Thanksgiving is my favorite holiday of the year. I am thankful that I was able to fly back down to Alabama for one week to catch up with my family, who has missed me terribly since I departed and decided to make the drive up here to Helena, Montana. I was happy to see my twin brother who showed off to me the “new” Super NES classic that he obtained while I was gone. It was like looking back into my childhood playing games such as “Super Mario World” and “Looney Tunes B-ball” on the game console.

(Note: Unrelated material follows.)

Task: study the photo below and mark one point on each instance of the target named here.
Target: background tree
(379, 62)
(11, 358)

I also prepared and roasted the turkey and made my semi-famous mac & cheese, which I seldom make save for special occasions such as Thanksgiving. I got to see my mother and father who have missed me and were worried about me being up Northwest, although I reassured them that I am doing great. I even got to enjoy watching the Iron Bowl that traditionally takes place the following Saturday after Thanksgiving between the Alabama Crimson Tide and the Auburn Tigers, with Alabama winning 52-21. I also watched as the UAB Blazers played Middle Tennessee that same evening with less successful results: Alabama losing to Middle Tennessee 3-27. Despite the loss, I will always be part of the Blazer Alumni family no matter where I am located.

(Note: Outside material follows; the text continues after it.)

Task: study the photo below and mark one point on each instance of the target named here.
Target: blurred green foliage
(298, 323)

It’s a week like this that also reminds me what I hope to accomplish among families here in Montana, through the expansion of the Family Dinner Project, during my service time here. Although Thanksgiving is one of the few times that my own family comes together at the dinner table, it serves as a personal reminder to me why I do need to reconnect with family. One of my biggest hopes regarding my ongoing efforts in fighting child food insecurity out here in Helena is that I can help bring more families closer together. I personally feel that family is everything, and while I did not grow up eating around the dinner table too much (save for during the holidays), I do feel that family should always come first.

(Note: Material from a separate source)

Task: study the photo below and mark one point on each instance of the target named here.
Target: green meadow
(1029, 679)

I love that Montana has something like the Family Dinner Project in place, and I’m hoping that one day maybe I can see a program like The Family Dinner Project trickle its way down to the state of Alabama. I say this because I feel, especially given the rush of today’s times where many Americans are busy and dealing with uncertainty in the future, that everyone could benefit from spending more quality family time - including my own self. It may seem simple enough in concept, and I'll admit I do not practice it enough, but it is something I want to practice more in the future.